The Test of Our Endurance

On Monday Parisian newspapers headlined a silent scream : Un An Sans Public. A year without an audience for culture workers of all kinds. Meanwhile this weekend les rives de la Seine were overflowing not with waves but with crowds of merrymakers, picnickers, strollers. The police are impuissant – detached, impotent. All over Paris, as you can see from the shot below, Social Distancing was nowhere in evidence. The natives, my dear, are restless. You can’t arrest an entire city.
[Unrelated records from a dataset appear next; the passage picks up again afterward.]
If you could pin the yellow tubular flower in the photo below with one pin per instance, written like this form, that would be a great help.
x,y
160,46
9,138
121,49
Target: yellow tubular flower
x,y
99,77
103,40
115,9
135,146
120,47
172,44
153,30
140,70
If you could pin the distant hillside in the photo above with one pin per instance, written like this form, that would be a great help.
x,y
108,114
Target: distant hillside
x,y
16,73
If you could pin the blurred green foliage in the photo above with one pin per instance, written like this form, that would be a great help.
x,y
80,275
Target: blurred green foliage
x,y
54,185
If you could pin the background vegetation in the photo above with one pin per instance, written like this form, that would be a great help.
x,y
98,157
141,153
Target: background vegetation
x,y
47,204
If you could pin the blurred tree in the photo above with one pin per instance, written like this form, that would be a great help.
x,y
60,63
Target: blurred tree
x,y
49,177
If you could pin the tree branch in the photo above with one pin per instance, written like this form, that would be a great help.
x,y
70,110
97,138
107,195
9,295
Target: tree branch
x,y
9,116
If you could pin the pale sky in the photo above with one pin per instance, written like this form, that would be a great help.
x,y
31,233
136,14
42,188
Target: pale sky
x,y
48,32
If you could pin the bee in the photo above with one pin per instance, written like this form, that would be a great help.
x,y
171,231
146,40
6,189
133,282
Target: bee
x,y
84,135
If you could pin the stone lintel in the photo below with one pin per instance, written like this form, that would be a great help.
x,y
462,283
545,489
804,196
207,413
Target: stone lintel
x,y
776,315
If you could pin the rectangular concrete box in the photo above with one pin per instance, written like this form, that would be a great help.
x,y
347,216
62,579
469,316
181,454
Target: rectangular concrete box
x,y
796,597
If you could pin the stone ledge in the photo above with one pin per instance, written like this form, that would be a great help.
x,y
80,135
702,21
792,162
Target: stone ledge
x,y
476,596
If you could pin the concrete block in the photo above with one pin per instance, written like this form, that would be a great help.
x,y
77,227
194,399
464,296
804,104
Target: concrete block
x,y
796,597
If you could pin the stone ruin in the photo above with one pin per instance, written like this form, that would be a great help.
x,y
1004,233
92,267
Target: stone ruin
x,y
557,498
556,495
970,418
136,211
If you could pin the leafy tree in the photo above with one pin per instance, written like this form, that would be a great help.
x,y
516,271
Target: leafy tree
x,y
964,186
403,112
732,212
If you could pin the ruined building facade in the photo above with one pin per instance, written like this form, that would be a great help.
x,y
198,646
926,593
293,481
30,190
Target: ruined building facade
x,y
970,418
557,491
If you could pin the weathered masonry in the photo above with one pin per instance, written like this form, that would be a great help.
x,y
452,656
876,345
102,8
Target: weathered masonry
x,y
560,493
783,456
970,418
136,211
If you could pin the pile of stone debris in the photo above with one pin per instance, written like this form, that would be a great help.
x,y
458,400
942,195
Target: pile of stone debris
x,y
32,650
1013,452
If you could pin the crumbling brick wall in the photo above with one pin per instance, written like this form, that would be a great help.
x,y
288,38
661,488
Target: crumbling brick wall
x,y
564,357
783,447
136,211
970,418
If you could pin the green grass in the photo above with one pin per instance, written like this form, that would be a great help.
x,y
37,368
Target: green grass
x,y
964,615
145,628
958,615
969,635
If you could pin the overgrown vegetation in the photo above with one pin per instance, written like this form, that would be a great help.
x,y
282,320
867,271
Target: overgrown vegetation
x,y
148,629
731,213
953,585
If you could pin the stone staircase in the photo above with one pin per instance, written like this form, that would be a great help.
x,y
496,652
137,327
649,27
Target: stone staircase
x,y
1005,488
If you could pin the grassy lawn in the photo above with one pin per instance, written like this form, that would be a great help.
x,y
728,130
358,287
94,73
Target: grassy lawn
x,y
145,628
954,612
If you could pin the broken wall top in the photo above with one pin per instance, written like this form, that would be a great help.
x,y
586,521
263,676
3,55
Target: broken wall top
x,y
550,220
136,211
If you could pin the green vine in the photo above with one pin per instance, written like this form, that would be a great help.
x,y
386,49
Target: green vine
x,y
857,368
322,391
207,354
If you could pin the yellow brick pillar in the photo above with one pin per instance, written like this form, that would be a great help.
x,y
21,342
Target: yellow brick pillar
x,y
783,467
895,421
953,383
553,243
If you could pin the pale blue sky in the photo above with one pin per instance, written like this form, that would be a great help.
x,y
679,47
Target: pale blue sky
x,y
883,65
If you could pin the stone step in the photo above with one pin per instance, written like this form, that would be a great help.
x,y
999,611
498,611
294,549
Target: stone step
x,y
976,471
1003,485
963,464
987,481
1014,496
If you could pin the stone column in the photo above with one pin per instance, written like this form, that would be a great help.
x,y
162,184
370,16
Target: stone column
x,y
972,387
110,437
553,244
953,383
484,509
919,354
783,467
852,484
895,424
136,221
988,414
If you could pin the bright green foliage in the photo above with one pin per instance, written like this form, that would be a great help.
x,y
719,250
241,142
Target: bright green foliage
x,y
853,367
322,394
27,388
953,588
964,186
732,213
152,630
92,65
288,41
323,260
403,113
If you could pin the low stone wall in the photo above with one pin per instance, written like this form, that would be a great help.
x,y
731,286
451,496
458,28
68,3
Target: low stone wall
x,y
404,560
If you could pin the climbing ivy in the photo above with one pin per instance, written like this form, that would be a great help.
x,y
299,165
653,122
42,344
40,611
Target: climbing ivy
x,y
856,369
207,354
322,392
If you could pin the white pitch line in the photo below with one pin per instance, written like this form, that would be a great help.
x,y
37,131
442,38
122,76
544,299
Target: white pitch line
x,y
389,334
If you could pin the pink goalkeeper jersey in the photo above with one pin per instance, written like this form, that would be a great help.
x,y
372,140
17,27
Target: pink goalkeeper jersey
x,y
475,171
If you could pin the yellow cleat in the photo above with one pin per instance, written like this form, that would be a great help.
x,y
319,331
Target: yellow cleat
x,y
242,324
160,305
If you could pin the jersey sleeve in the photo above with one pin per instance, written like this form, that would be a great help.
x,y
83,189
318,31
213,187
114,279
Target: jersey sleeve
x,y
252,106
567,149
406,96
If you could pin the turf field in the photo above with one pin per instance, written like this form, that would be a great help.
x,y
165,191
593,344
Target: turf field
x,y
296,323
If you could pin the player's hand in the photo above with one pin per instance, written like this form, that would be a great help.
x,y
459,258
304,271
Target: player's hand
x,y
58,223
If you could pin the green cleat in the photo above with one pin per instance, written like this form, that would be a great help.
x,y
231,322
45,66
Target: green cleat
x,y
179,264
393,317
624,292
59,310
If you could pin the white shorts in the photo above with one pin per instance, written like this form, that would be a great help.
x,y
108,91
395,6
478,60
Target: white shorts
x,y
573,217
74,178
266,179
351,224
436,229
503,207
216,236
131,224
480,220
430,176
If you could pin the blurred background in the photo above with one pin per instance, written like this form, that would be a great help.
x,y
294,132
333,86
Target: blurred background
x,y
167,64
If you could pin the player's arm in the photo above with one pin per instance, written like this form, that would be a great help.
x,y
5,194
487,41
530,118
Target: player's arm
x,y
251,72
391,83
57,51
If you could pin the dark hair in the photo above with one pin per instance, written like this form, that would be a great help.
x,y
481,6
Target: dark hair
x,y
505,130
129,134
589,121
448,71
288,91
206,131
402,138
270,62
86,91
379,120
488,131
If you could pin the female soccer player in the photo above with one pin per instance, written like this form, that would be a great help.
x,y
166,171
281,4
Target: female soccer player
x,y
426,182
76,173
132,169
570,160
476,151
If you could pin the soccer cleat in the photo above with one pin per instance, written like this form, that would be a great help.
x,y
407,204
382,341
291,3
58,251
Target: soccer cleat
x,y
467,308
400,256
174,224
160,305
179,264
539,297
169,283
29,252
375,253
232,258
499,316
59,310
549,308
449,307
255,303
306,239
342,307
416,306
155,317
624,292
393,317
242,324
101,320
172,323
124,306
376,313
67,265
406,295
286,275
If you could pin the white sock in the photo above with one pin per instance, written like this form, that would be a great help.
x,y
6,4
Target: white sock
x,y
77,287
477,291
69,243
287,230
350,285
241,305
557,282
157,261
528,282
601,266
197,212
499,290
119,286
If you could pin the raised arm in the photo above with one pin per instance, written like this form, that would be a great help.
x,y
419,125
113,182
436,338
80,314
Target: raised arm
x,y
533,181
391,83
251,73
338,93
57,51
In Belgium, businesses are going under at an alarming rate. Figures for France are no better. Stores and hotels are shuttered everywhere you look. In Holland, riots broke out in January over the imposition of a new confinement. Madrid, an anarchist friend laments, “is TOO open,” with theatres, movie houses and bars doing brisk business. He blames it on the “right wing, ex-Falange, all-business president” of the Comunidad Autonoma. Museums are reopening in Italy, while new lockdowns threaten. Someone will explain how that’s going to work. Two museums in France tried – in Perpignan, under a Rassemblement National mayor, and Issoudun, with a Socialist in charge – before the courts got in the way. (Musée Saint Roch in Issoudun remains closed provisoirement, temporarily. You can translate that, too hot for the judge to handle.) Our twice daily dip in the petri-dish underground is sanctioned but standing in front of a painting is not.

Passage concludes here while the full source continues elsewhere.